Alimentarlo también supuso un problema. El bebé chasqueaba los labios azules y movía la boquita desdentada, pero apartaba la cara si le acercaban agua o leche. Wanda temía que tuviera hambre de otra cosa, pero aquel día le enseñó a tragar leche en polvo, que unas horas más tarde vomitaba sin falta. Por lo visto, no podía digerirla.
Después de cenar, subió la cuna del sótano (hacía solo un año que Junie había dejado de usarla) y la instaló junto a su cama. El niño se negó a dormir en ella. Le cantó, le acarició la espalda, pero después de media hora inclinada sobre la barandilla se dio por vencida y se lo llevó a la cama, donde el pequeño estuvo arrullándose, soltando quejidos y moviéndose hasta la mañana.

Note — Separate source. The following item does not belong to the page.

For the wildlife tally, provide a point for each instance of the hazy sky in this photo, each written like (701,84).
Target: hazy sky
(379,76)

El lunes volvió a llamar para decir que estaba enferma, y el martes otra vez. No podía permitirse faltar más, pero tampoco dejar al niño con la anciana que cuidaba de Junie. Habló con Alice el miércoles por la mañana.
—Tienes mononucleosis. Vas a faltar dos semanas a clase. Chelsea te traerá los deberes.
—¡No es justo!
—Es solo para salir del paso.
Wanda se acostumbró a dormirse al son de los ruidos y movimientos del niño y a sentir el cuerpecito frío junto al suyo. El bebé se pasaba la noche experimentando con sonidos nuevos. Al final dio con un grito que atraía la atención: un chillido prolongado que cesaba en cuanto Wanda o las niñas lo cogían en brazos. No lloraba (nunca le vieron lágrimas) ni tampoco parecía alterado. Sencillamente, le gustaba estar en brazos.
La mañana en la que Alice tenía que volver a clase, Wanda le puso al bebé un pelele especial que le había hecho con un albornoz viejo. Pasó un cinturón por las trabillas de la espalda y lo ató a la cuna por dentro.
—¡No es un perro! —exclamó Alice, horrorizada.
Wanda tragó saliva para quitarse el sabor a culpa y le aseguró que no le pasaría nada. Volvería a casa a la hora de comer para comprobar que estuviera bien y, cuando Alice regresara del colegio, las niñas lo sacarían de la cuna, ¿entendido?
John aceptó la nueva situación sin inmutarse. No se resistió cuando le pusieron el pelele-arnés. Por las mañanas se dejaba atar sin problemas, y por las noches estaba encantado cuando lo soltaban. Jugaban con él, le daban de comer y él lo escupía todo. Se negó a morir y se negó a crecer.